There has been a resurgence of interest in paper-based tools like notebooks in the past years, partially thanks to the popularity of productivity systems like the Bullet Journal. But while these analog tools flaunt their simplicity against the confusing complexity of electronic devices and apps, the hype has also created a new kind of problem for paper fans. Just like with the plethora of apps to choose from, some people get hung up on picking out the perfect notebook. That “analysis paralysis,” in turn, becomes the antithesis of the productivity they’re aiming for. In that case, the simplest solution is often the best, and nothing can be simpler than a few sheets of blank paper held together by the simplest clipboard you’ll ever get your hands on.
Designers: Aoki Ryosaku, Haruta Masayuki & Tsunoda Takashi of idontknow.tokyo
Notebooks like Moleskine and Leuchtturm have become extremely popular because of their minimalism. There are no distracting designs or embellishments, both on the covers and on the pages, leaving you free to use the notebook as you like it. You can cover it with stickers or, in the case of plain styles, mark the pages freely without worrying about printed lines or grids. These notebooks, however, are also notorious for their limitations, like being confined to the size of the notebook that you purchased as well as the number of pages available. Free or unbound sheets of paper offer absolute freedom, but keeping them together in one place can become a chore.

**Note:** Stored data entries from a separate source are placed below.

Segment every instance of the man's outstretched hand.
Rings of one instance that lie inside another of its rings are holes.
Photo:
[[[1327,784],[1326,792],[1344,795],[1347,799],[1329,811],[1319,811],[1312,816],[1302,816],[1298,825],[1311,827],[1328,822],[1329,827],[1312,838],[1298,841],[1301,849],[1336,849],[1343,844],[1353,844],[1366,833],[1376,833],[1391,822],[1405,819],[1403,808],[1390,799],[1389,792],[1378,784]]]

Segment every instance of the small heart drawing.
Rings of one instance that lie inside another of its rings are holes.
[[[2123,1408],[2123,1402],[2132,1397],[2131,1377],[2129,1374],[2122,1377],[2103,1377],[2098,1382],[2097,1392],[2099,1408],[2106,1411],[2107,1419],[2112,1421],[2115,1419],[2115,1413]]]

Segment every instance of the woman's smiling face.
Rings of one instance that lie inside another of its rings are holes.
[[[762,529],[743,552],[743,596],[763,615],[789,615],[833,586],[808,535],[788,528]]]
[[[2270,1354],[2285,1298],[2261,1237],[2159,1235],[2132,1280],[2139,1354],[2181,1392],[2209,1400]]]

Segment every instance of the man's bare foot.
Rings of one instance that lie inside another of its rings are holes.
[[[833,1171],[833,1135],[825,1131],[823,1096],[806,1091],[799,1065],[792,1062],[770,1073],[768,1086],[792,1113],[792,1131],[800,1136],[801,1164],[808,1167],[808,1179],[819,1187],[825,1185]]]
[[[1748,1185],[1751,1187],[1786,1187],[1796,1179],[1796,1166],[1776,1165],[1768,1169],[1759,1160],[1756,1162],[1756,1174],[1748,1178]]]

That’s where this clipboard comes in, offering the simplest yet smartest way to keep those pieces of paper organized in the way and order you want. Calling it a clipboard can be a bit of a misnomer, though, because there isn’t any clip at all. Instead, you have a flap on one edge of the cover that tightly squeezes the sheets of paper, almost like a clip. Without any sort of clip mechanism, the clipboard can close almost completely flat except for the small margin on the spine that lets it accommodate as many as 20 sheets of paper at a time. If that’s not enough paper, there’s a pocket on the cover that lets you hide a few more sheets.
This spine also has a secret that’s almost genius in its simplicity. There are two holes near each end, and you can choose one or the other to clip your pen into. When the clipboard is closed, you’ll only see the pen’s clip on the outside. Flip the cover lid open, and you’ll have immediate access to your trusted writing tool.
The Hinge clipboard’s simplicity is its strength. You don’t have to worry about fancy mechanisms or secret features that get in the way of your thoughts. Simply flip it open, pull out your pen, and start writing or drawing. The lid’s material is sturdy enough to be a flat surface to write on even when you’re standing up. And unlike notebooks, you get to decide on how many sheets of paper you want to bring with you or which notes to carry to your meeting. It also lays completely flat, taking up the minimum space needed just for paper and pen.
We sometimes think too hard to come up with smart solutions to our problems when the smartest answer is sometimes the simplest one. With no extraneous part that can break or wear down, this ultra-minimalist clipboard offers the simplest option for putting ideas to paper. Even in its simplicity, however, it also exhibits a bit of ingenuity, proving that the best ideas can sometimes come in the most unexpected ways.